I've come to appreciate turning in drafts to our professors here. If it weren't for those deadlines, there is a good chance that I may not have been as far into the paper as I am right now. The kind of drafting we are doing is pretty close to the second definition of the transitive verb form: "[drawing] the preliminary sketch, version, or plan of" (MWOD). But I'd like to think of them as being closest to the fifth definition of the noun form, which calls a draft a scheme. It's true--we are scheming! We have each found projects and topics that excite the kind of passion in us that independent research fosters. The scheming comes in when we work to get others excited about the project, and prove to them that our arguments are worth reading and discussing.
I was working on this week's thirty-page draft today when I first thought to myself, "What does it even *mean* to draft?!" There is a very simple way to answer that question. But that's no fun. So, quite naturally, I looked up the word's definition. Finding out that I needed to scroll down the page to read all of the definitions, I started thinking about what some of these various drafts have meant for me this semester.
I can identify with definitions 1-6, 9, and 11-13 of the noun form, and definitions 1 and 2 of the verb form. (Some of the identifications are a stretch, but where there's a will, there's a way. Many of the definitions use terms that make it so easy to use creative liberties.)
The thirty-page draft is due in T minus five days. The forty-page draft is due in T minus fifteen days. The paper is due in T minus twenty-nine days.
This program offers us many worlds. Not only are we writing these research papers, but we are living in a fabulous city, taking a seminar with great professors, spending a semester away from our campuses (and becoming familiar with what that even means for--and to--us), and experiencing some serious intellectual growth, to name a few things. But still, especially these days, I'm missing many of the great people in my life.

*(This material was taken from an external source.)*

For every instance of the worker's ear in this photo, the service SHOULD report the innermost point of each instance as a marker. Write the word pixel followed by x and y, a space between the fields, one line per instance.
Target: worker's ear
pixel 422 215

I missed my grandmother's call on Sunday, because I was out to dinner at an excellent Ethiopian restaurant with six other people in the program. Being the sports fanatic that she is, my grandmother left a message letting me know that her Cleveland Cavaliers were going to beat my Chicago Bulls. My immediate response when I called her back was, "When exactly did they become my Chicago Bulls? and does that mean that, somehow, I've lost my status as a Clevelander because I've been away?" She laughed.
In a little under five weeks, on a Sunday, I'll be back in Cleveland. Today, when I realized that our time here is winding down, I got really sad. I've met some great people here, and it will be weird to not be around them once this program is over.

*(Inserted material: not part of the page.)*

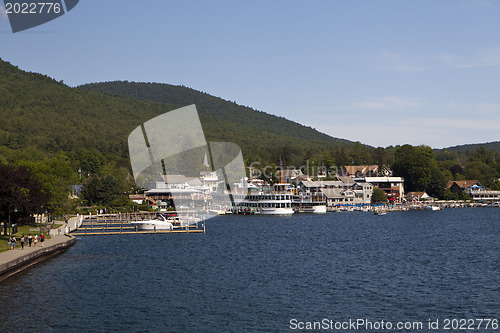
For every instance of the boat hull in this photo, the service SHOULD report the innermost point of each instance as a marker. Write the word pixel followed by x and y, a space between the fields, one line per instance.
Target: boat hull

I'm already finding comfort in the fact that, for at least a few weeks, I'll be going back to some of the things and people I've missed the most.

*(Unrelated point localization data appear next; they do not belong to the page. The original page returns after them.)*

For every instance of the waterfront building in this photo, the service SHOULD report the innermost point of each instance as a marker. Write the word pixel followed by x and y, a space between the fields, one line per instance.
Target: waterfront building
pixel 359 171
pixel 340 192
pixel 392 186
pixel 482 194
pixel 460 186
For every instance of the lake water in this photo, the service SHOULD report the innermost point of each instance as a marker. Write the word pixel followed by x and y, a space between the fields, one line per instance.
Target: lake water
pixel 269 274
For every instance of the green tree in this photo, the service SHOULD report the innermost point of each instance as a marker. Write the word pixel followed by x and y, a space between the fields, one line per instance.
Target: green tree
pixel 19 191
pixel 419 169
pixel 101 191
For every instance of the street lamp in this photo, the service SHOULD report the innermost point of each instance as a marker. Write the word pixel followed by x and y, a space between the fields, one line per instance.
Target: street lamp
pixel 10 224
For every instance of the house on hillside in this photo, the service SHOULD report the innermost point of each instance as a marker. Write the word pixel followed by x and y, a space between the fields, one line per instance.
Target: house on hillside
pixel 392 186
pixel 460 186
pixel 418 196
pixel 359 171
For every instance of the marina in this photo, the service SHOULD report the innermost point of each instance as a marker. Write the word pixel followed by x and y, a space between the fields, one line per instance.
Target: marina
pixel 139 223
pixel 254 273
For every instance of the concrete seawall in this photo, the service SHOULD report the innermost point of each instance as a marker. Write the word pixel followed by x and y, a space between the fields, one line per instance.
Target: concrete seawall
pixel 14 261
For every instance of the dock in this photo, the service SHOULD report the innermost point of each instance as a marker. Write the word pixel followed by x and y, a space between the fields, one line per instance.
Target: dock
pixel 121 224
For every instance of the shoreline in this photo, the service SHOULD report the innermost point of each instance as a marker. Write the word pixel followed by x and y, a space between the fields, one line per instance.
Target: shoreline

This evening, four of us watched The Sting, and, as always, we laughed and joked with one another, while still managing to pay close attention to the movie. I'm already missing these small types of things with this group of people, and I'm not even gone yet.
On another note, I won't miss the significant draft (henh. Forgive me, but it's true!) that comes through my window, even though it's closed. Partly because I'm anticipating the warmth that being around my closest friends from Ohio will bring me, just before I head off to do this thing all over again in England.

3 comments:
I cant wait for you to come back to THE LAND. we can go to quaker steak like we used to.
Yessss!
Oh, man! I think about those days often. We would get off of work, and about nine of us would make a late night trip to eat at Quaker Steak!
Do you remember when I tried that Atomic Wing?!
how can i forget that when your lip was swollen for 2 days!!!!!